Guabanos
This is not an uplifting one so feel free to skip it if you have heard enough darkness lately!
We had the wind at our back today as we made our way back towards Havana. We are staying 15 miles outside the city in a third floor apartment looking over the sea. The same breeze that propelled us here, now blows in the window and out the door cooling is and reminding us, yet again how lucky we are.
I am beginning to feel slightly uncomfortable telling our hosts and the people that we meet that we are going home in two days. Eyes go wide when we say we are flying home with our bikes, disbelieving that it can be so easy. For all the great things about this country, it is still a prison of sorts and we are the chosen few that get to slip in and out of the bars.

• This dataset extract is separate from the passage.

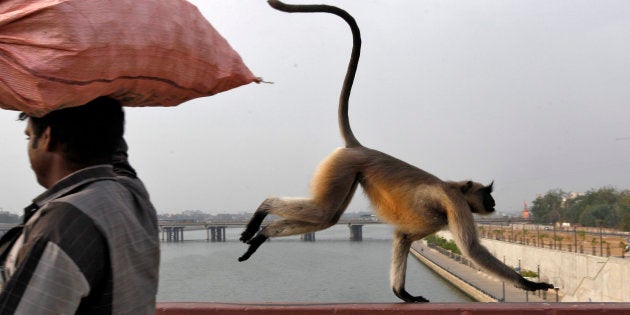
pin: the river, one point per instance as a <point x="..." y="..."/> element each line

It seems so unfair, and as many times as I make apologies for our president and our policies, I still feel ridiculous privileged just because of the circumstances in to which I was born. Many people here will never have the opportunity to leave, not without huge sacrifice.
The water out our window is turquoise blue, the sand is white, there is music and dancing and passion, but the feeling of being trapped shows in many people’s eyes.

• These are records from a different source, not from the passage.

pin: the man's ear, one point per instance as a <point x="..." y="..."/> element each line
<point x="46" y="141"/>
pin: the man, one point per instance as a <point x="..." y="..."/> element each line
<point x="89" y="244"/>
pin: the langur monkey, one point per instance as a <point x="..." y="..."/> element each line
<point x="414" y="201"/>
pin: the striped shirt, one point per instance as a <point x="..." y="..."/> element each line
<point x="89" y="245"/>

Tonight, as Weezie and sat in a small restaurant on the side of the road, eating our customary fried fish and pizza, we watched as four foreign, old, white, men picked up some beautiful teenage girls to engage in some sex trade. There was a dance of requested and shared cigarettes, shoulder rubs, lewd, ogling stares and then a joining of the two groups. I felt nothing but compassion for the girls. There had to be such extreme desperation for them to engage with these nasty men and they were so young. For the men, I just felt hatred. Hate is not something I feel very often, and when I do it is seering and painful.

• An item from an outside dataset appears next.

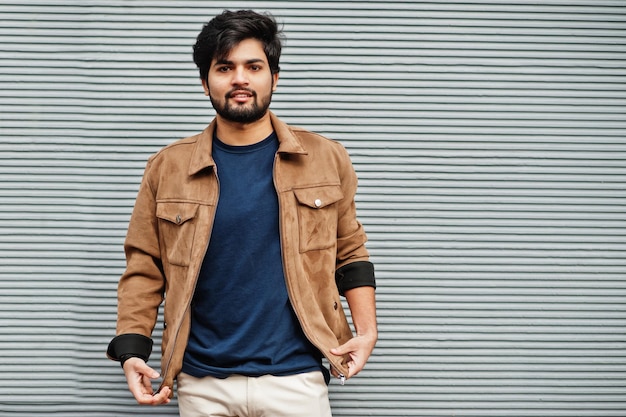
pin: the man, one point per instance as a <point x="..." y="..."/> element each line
<point x="248" y="231"/>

When we stood to leave, we had to walk closely by their table and as I looked at the men, with their baggy eyes and fleshy jowls something in me uncapped. With out any forethought, I began giving them the thumbs down over and over and repeatedly told them that they were fucked up. I don’t know where they were from, not Cuba that was for sure, and I thought that in my fury these were two universal messages that were easily understood. My heart pounded and my cheeks flamed. These men were disgusting. Who could prey on desperate teenagers like this?
There is so much pain here, so much loss, but the only evil I have witnessed has been from these visitors.